L'adolescent adressa un regard morne à son père.

— C'est tous de foutus vipères dans cette famille, cracha-t-il en haussant le ton sans s'en rendre compte. Becca se fait bouffer depuis des années ! Et elle risque de payer fort ma disparition.

— Je sais qu'ils sont...

Ethan se passa une main sur le visage, inspira profondément.

— Je sais à quel point ils sont pourris de l'intérieur, reprit son père d'un air sombre. Mais, Jem... je pense qu'Ed va protéger Rebecca.

Les mois qu'il avait passés au sein du centre de formation de la Ghost avaient permis à Jeremy de mieux connaître sa famille. Il en retirait essentiellement de mauvais souvenirs et un dégoût haineux pour sa grand-mère. Mais il ne pouvait nier la façon dont Ed et Rebecca, malgré leurs différends, protégeaient mutuellement leurs arrières.

— J'espère bien, qu'il va la protéger, maugréa Jim d'un air plus abattu qu'il ne voulait le montrer. Déjà que c'est loin d'être un père sympa.

Ethan ne put s'empêcher de grimacer. Il n'avait aucune leçon à donner sur ce point.

— Je vais rester en contact avec Myrina, ajouta-t-il pour rassurer son fils. Lui demander des nouvelles de Rebecca et Edward.

Comme Jim hochait la tête, Janice indiqua une zone lumineuse droit devant eux.
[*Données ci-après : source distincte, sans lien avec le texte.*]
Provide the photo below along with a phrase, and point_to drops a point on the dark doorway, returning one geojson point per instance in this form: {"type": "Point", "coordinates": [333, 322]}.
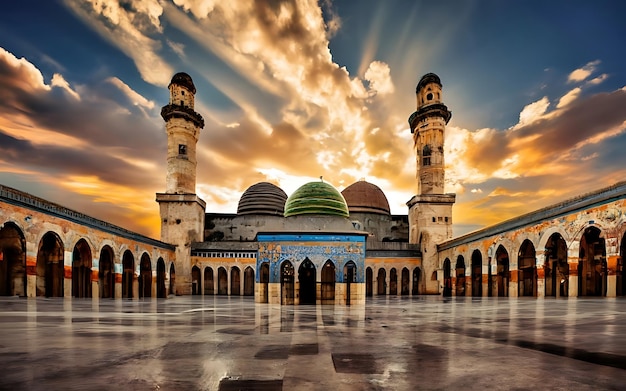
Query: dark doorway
{"type": "Point", "coordinates": [248, 282]}
{"type": "Point", "coordinates": [307, 278]}
{"type": "Point", "coordinates": [196, 288]}
{"type": "Point", "coordinates": [128, 266]}
{"type": "Point", "coordinates": [447, 278]}
{"type": "Point", "coordinates": [349, 274]}
{"type": "Point", "coordinates": [556, 267]}
{"type": "Point", "coordinates": [527, 269]}
{"type": "Point", "coordinates": [460, 276]}
{"type": "Point", "coordinates": [287, 288]}
{"type": "Point", "coordinates": [264, 280]}
{"type": "Point", "coordinates": [209, 283]}
{"type": "Point", "coordinates": [50, 269]}
{"type": "Point", "coordinates": [161, 293]}
{"type": "Point", "coordinates": [106, 274]}
{"type": "Point", "coordinates": [12, 261]}
{"type": "Point", "coordinates": [328, 283]}
{"type": "Point", "coordinates": [592, 268]}
{"type": "Point", "coordinates": [477, 274]}
{"type": "Point", "coordinates": [145, 276]}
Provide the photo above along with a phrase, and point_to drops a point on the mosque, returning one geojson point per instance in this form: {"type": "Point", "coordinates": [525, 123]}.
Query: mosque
{"type": "Point", "coordinates": [317, 245]}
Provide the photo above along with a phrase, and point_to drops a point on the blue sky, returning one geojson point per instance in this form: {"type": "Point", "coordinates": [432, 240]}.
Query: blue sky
{"type": "Point", "coordinates": [294, 90]}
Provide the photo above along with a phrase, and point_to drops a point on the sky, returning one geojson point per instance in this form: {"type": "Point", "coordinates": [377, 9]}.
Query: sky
{"type": "Point", "coordinates": [294, 90]}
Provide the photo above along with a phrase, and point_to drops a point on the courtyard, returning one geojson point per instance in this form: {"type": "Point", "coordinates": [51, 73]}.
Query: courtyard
{"type": "Point", "coordinates": [391, 343]}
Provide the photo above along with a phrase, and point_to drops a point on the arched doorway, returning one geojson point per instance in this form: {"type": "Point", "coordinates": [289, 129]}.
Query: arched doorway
{"type": "Point", "coordinates": [526, 262]}
{"type": "Point", "coordinates": [81, 270]}
{"type": "Point", "coordinates": [405, 282]}
{"type": "Point", "coordinates": [286, 284]}
{"type": "Point", "coordinates": [417, 275]}
{"type": "Point", "coordinates": [12, 261]}
{"type": "Point", "coordinates": [477, 274]}
{"type": "Point", "coordinates": [447, 278]}
{"type": "Point", "coordinates": [235, 281]}
{"type": "Point", "coordinates": [264, 280]}
{"type": "Point", "coordinates": [209, 287]}
{"type": "Point", "coordinates": [460, 276]}
{"type": "Point", "coordinates": [160, 278]}
{"type": "Point", "coordinates": [128, 266]}
{"type": "Point", "coordinates": [501, 283]}
{"type": "Point", "coordinates": [381, 282]}
{"type": "Point", "coordinates": [592, 268]}
{"type": "Point", "coordinates": [106, 273]}
{"type": "Point", "coordinates": [349, 275]}
{"type": "Point", "coordinates": [307, 278]}
{"type": "Point", "coordinates": [222, 281]}
{"type": "Point", "coordinates": [393, 282]}
{"type": "Point", "coordinates": [50, 266]}
{"type": "Point", "coordinates": [172, 279]}
{"type": "Point", "coordinates": [145, 276]}
{"type": "Point", "coordinates": [248, 282]}
{"type": "Point", "coordinates": [196, 288]}
{"type": "Point", "coordinates": [556, 267]}
{"type": "Point", "coordinates": [328, 283]}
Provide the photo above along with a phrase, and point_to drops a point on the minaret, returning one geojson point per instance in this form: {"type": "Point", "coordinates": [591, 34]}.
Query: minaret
{"type": "Point", "coordinates": [430, 211]}
{"type": "Point", "coordinates": [182, 211]}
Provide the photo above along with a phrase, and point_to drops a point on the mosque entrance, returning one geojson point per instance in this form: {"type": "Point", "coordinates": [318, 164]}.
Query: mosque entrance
{"type": "Point", "coordinates": [592, 267]}
{"type": "Point", "coordinates": [307, 279]}
{"type": "Point", "coordinates": [349, 273]}
{"type": "Point", "coordinates": [12, 261]}
{"type": "Point", "coordinates": [447, 279]}
{"type": "Point", "coordinates": [556, 267]}
{"type": "Point", "coordinates": [328, 283]}
{"type": "Point", "coordinates": [286, 283]}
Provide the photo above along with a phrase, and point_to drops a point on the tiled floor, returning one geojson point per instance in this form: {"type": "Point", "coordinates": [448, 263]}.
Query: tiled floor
{"type": "Point", "coordinates": [392, 343]}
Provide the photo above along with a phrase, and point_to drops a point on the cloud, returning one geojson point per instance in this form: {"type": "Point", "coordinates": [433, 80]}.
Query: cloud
{"type": "Point", "coordinates": [583, 73]}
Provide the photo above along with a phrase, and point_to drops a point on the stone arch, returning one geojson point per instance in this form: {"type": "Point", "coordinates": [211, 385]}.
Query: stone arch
{"type": "Point", "coordinates": [592, 265]}
{"type": "Point", "coordinates": [477, 273]}
{"type": "Point", "coordinates": [369, 282]}
{"type": "Point", "coordinates": [248, 281]}
{"type": "Point", "coordinates": [527, 269]}
{"type": "Point", "coordinates": [50, 266]}
{"type": "Point", "coordinates": [381, 280]}
{"type": "Point", "coordinates": [128, 273]}
{"type": "Point", "coordinates": [393, 282]}
{"type": "Point", "coordinates": [460, 276]}
{"type": "Point", "coordinates": [235, 281]}
{"type": "Point", "coordinates": [145, 276]}
{"type": "Point", "coordinates": [328, 282]}
{"type": "Point", "coordinates": [287, 283]}
{"type": "Point", "coordinates": [106, 272]}
{"type": "Point", "coordinates": [555, 266]}
{"type": "Point", "coordinates": [161, 292]}
{"type": "Point", "coordinates": [12, 260]}
{"type": "Point", "coordinates": [222, 281]}
{"type": "Point", "coordinates": [209, 281]}
{"type": "Point", "coordinates": [447, 278]}
{"type": "Point", "coordinates": [405, 282]}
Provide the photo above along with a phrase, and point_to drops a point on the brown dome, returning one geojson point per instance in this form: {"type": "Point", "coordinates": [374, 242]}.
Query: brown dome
{"type": "Point", "coordinates": [366, 197]}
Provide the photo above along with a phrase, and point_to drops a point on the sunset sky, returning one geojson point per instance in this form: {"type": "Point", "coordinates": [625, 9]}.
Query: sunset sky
{"type": "Point", "coordinates": [294, 90]}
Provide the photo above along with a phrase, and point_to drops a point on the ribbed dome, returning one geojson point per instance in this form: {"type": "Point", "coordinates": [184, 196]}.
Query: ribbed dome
{"type": "Point", "coordinates": [366, 197]}
{"type": "Point", "coordinates": [262, 198]}
{"type": "Point", "coordinates": [316, 198]}
{"type": "Point", "coordinates": [183, 79]}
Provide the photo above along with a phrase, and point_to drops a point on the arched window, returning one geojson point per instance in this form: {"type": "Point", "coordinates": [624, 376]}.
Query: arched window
{"type": "Point", "coordinates": [426, 153]}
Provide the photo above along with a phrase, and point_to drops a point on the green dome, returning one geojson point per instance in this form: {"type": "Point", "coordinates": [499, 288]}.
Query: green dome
{"type": "Point", "coordinates": [316, 198]}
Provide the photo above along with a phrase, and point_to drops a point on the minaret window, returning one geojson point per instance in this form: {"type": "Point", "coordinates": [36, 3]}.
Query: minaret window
{"type": "Point", "coordinates": [426, 153]}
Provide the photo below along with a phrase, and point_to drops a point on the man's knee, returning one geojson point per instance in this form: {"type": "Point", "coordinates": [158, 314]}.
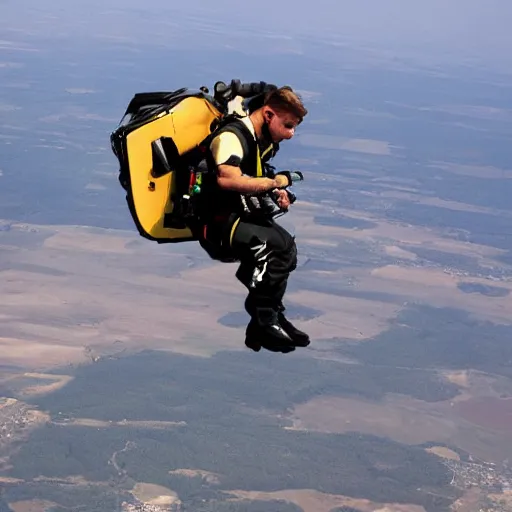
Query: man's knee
{"type": "Point", "coordinates": [285, 253]}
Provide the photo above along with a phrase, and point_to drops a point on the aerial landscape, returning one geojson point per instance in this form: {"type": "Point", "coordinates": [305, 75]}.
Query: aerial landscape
{"type": "Point", "coordinates": [125, 384]}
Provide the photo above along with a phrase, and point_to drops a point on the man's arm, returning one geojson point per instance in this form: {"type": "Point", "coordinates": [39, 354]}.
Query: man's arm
{"type": "Point", "coordinates": [227, 154]}
{"type": "Point", "coordinates": [230, 177]}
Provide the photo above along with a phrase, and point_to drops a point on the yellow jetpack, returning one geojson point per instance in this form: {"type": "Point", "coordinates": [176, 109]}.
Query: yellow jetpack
{"type": "Point", "coordinates": [161, 143]}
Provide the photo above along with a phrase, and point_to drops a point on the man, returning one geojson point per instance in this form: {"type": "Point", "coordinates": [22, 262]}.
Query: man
{"type": "Point", "coordinates": [240, 220]}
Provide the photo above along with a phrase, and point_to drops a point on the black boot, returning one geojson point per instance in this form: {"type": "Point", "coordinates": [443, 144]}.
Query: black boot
{"type": "Point", "coordinates": [264, 329]}
{"type": "Point", "coordinates": [299, 338]}
{"type": "Point", "coordinates": [271, 337]}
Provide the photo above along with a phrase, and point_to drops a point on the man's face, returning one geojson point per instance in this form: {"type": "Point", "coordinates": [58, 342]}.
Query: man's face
{"type": "Point", "coordinates": [281, 125]}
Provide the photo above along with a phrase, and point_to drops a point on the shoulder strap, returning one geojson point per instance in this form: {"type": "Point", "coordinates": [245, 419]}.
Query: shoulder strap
{"type": "Point", "coordinates": [242, 132]}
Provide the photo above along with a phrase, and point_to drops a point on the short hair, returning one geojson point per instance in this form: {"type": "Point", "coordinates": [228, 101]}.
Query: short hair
{"type": "Point", "coordinates": [284, 99]}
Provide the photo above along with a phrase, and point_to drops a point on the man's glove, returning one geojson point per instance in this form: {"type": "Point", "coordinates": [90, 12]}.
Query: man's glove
{"type": "Point", "coordinates": [287, 178]}
{"type": "Point", "coordinates": [282, 180]}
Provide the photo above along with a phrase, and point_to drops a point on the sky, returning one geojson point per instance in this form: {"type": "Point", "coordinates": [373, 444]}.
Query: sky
{"type": "Point", "coordinates": [473, 31]}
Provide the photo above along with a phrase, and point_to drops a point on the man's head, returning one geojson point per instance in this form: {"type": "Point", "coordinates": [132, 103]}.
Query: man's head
{"type": "Point", "coordinates": [282, 112]}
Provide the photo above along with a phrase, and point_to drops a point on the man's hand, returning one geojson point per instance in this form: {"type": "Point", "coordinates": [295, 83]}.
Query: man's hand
{"type": "Point", "coordinates": [282, 198]}
{"type": "Point", "coordinates": [282, 180]}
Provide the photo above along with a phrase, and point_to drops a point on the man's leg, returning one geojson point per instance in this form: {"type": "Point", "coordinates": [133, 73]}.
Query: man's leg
{"type": "Point", "coordinates": [268, 254]}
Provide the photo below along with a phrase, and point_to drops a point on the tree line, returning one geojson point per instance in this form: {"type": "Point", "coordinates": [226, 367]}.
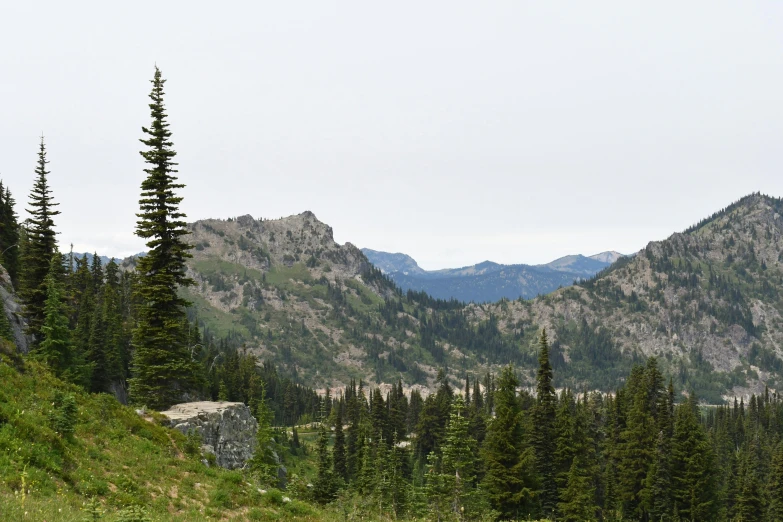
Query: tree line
{"type": "Point", "coordinates": [113, 329]}
{"type": "Point", "coordinates": [495, 451]}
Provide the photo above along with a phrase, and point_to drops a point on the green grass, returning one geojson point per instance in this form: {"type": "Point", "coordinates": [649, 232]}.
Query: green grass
{"type": "Point", "coordinates": [116, 459]}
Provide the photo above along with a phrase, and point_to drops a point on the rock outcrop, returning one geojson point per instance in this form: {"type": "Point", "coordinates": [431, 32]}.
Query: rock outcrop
{"type": "Point", "coordinates": [13, 312]}
{"type": "Point", "coordinates": [227, 429]}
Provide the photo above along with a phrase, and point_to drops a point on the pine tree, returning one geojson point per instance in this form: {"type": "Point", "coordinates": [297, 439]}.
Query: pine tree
{"type": "Point", "coordinates": [543, 436]}
{"type": "Point", "coordinates": [9, 235]}
{"type": "Point", "coordinates": [325, 485]}
{"type": "Point", "coordinates": [775, 487]}
{"type": "Point", "coordinates": [692, 470]}
{"type": "Point", "coordinates": [340, 467]}
{"type": "Point", "coordinates": [162, 367]}
{"type": "Point", "coordinates": [578, 504]}
{"type": "Point", "coordinates": [458, 458]}
{"type": "Point", "coordinates": [39, 247]}
{"type": "Point", "coordinates": [264, 462]}
{"type": "Point", "coordinates": [509, 479]}
{"type": "Point", "coordinates": [56, 348]}
{"type": "Point", "coordinates": [114, 339]}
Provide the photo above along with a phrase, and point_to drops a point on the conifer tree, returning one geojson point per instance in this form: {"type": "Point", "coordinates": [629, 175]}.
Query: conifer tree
{"type": "Point", "coordinates": [9, 235]}
{"type": "Point", "coordinates": [325, 485]}
{"type": "Point", "coordinates": [543, 436]}
{"type": "Point", "coordinates": [776, 486]}
{"type": "Point", "coordinates": [39, 247]}
{"type": "Point", "coordinates": [56, 348]}
{"type": "Point", "coordinates": [509, 463]}
{"type": "Point", "coordinates": [340, 465]}
{"type": "Point", "coordinates": [162, 367]}
{"type": "Point", "coordinates": [458, 461]}
{"type": "Point", "coordinates": [114, 339]}
{"type": "Point", "coordinates": [692, 470]}
{"type": "Point", "coordinates": [263, 461]}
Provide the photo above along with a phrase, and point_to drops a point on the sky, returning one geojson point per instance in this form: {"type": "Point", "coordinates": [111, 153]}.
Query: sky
{"type": "Point", "coordinates": [455, 132]}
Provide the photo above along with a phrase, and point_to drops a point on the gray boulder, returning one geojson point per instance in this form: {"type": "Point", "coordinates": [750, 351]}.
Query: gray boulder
{"type": "Point", "coordinates": [227, 429]}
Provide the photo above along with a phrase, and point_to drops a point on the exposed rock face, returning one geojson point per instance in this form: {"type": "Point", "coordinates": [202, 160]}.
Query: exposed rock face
{"type": "Point", "coordinates": [227, 429]}
{"type": "Point", "coordinates": [13, 311]}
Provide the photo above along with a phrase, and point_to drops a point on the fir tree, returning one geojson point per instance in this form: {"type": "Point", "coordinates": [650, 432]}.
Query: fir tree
{"type": "Point", "coordinates": [263, 462]}
{"type": "Point", "coordinates": [325, 485]}
{"type": "Point", "coordinates": [543, 436]}
{"type": "Point", "coordinates": [56, 348]}
{"type": "Point", "coordinates": [509, 463]}
{"type": "Point", "coordinates": [776, 486]}
{"type": "Point", "coordinates": [114, 338]}
{"type": "Point", "coordinates": [340, 466]}
{"type": "Point", "coordinates": [39, 247]}
{"type": "Point", "coordinates": [458, 458]}
{"type": "Point", "coordinates": [162, 366]}
{"type": "Point", "coordinates": [692, 470]}
{"type": "Point", "coordinates": [9, 235]}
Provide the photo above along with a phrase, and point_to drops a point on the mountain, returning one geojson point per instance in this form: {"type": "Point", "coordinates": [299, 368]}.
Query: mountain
{"type": "Point", "coordinates": [607, 257]}
{"type": "Point", "coordinates": [104, 260]}
{"type": "Point", "coordinates": [487, 281]}
{"type": "Point", "coordinates": [707, 302]}
{"type": "Point", "coordinates": [389, 263]}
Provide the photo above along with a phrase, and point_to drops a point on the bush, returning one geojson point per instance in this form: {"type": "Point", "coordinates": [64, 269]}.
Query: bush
{"type": "Point", "coordinates": [192, 445]}
{"type": "Point", "coordinates": [133, 514]}
{"type": "Point", "coordinates": [63, 416]}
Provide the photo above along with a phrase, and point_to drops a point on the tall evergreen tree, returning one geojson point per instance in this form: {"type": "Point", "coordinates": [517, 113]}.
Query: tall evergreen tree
{"type": "Point", "coordinates": [458, 462]}
{"type": "Point", "coordinates": [39, 247]}
{"type": "Point", "coordinates": [162, 366]}
{"type": "Point", "coordinates": [509, 479]}
{"type": "Point", "coordinates": [692, 469]}
{"type": "Point", "coordinates": [338, 451]}
{"type": "Point", "coordinates": [56, 348]}
{"type": "Point", "coordinates": [325, 485]}
{"type": "Point", "coordinates": [543, 436]}
{"type": "Point", "coordinates": [776, 486]}
{"type": "Point", "coordinates": [9, 235]}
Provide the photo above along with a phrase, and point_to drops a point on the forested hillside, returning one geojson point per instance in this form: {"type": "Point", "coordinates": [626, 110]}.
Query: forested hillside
{"type": "Point", "coordinates": [488, 281]}
{"type": "Point", "coordinates": [705, 301]}
{"type": "Point", "coordinates": [428, 409]}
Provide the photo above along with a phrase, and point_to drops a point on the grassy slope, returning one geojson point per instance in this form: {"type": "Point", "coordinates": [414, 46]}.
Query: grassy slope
{"type": "Point", "coordinates": [115, 457]}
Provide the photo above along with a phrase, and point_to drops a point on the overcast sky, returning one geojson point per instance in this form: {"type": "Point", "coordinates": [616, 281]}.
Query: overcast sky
{"type": "Point", "coordinates": [452, 131]}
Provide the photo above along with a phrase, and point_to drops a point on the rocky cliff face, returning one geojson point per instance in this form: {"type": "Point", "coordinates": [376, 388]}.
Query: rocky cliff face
{"type": "Point", "coordinates": [227, 429]}
{"type": "Point", "coordinates": [708, 302]}
{"type": "Point", "coordinates": [13, 312]}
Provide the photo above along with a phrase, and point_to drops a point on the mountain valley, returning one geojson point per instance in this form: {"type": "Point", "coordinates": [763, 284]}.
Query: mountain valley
{"type": "Point", "coordinates": [705, 301]}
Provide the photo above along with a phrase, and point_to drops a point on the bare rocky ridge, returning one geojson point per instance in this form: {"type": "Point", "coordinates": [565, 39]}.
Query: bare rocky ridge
{"type": "Point", "coordinates": [673, 320]}
{"type": "Point", "coordinates": [13, 312]}
{"type": "Point", "coordinates": [227, 429]}
{"type": "Point", "coordinates": [707, 300]}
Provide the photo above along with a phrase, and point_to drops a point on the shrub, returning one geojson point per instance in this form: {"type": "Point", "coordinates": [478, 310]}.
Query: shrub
{"type": "Point", "coordinates": [192, 445]}
{"type": "Point", "coordinates": [63, 416]}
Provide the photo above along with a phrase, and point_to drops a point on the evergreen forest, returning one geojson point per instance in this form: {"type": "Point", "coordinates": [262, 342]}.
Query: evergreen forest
{"type": "Point", "coordinates": [102, 336]}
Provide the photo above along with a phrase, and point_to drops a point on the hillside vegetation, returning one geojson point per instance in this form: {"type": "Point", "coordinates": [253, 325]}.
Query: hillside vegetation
{"type": "Point", "coordinates": [705, 301]}
{"type": "Point", "coordinates": [68, 455]}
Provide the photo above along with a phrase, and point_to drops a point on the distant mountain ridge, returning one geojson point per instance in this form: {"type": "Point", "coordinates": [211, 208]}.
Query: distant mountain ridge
{"type": "Point", "coordinates": [708, 302]}
{"type": "Point", "coordinates": [489, 281]}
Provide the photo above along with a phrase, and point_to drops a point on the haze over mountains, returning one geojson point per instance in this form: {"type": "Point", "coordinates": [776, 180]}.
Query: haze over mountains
{"type": "Point", "coordinates": [488, 281]}
{"type": "Point", "coordinates": [707, 302]}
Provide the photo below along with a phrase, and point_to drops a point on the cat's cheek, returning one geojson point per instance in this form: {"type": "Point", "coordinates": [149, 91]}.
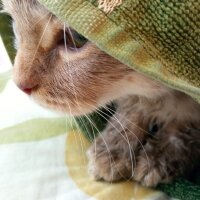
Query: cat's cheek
{"type": "Point", "coordinates": [70, 108]}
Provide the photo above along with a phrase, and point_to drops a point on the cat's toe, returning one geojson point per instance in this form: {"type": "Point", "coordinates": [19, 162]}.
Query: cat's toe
{"type": "Point", "coordinates": [109, 163]}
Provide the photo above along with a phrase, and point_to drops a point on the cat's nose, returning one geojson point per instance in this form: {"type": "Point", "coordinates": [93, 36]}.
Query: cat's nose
{"type": "Point", "coordinates": [26, 88]}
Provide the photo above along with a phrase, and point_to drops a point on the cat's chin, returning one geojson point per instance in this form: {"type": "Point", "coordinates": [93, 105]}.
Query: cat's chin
{"type": "Point", "coordinates": [66, 108]}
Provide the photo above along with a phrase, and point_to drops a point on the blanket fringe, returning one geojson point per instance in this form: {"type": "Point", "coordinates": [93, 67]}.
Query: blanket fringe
{"type": "Point", "coordinates": [108, 5]}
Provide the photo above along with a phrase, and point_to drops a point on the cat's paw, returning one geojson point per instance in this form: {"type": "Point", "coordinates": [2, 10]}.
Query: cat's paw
{"type": "Point", "coordinates": [110, 161]}
{"type": "Point", "coordinates": [149, 173]}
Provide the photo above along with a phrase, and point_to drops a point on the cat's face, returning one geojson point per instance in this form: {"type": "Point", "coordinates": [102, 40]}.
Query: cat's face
{"type": "Point", "coordinates": [55, 73]}
{"type": "Point", "coordinates": [60, 69]}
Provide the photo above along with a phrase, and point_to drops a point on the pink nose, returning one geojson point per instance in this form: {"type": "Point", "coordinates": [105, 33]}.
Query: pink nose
{"type": "Point", "coordinates": [26, 89]}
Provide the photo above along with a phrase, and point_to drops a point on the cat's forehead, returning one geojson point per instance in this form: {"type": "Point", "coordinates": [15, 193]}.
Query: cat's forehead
{"type": "Point", "coordinates": [24, 8]}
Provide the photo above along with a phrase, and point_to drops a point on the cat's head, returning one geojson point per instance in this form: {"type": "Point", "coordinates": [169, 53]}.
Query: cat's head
{"type": "Point", "coordinates": [58, 67]}
{"type": "Point", "coordinates": [61, 69]}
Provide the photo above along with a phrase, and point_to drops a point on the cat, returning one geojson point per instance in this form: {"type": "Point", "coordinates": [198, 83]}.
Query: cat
{"type": "Point", "coordinates": [154, 135]}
— On sera au motel dans quelques minutes.

Le nuage noir qui avait envahi l'esprit de Jim à propos de Rebecca et d'Edward se dissipa quelque peu. Malgré le poids de la culpabilité et des remords qui le tirait en arrière, il devait avancer. Becca l'aurait étranglé de ne pas saisir sa chance. Alors, pas à pas, il s'efforça d'accepter sa nouvelle liberté.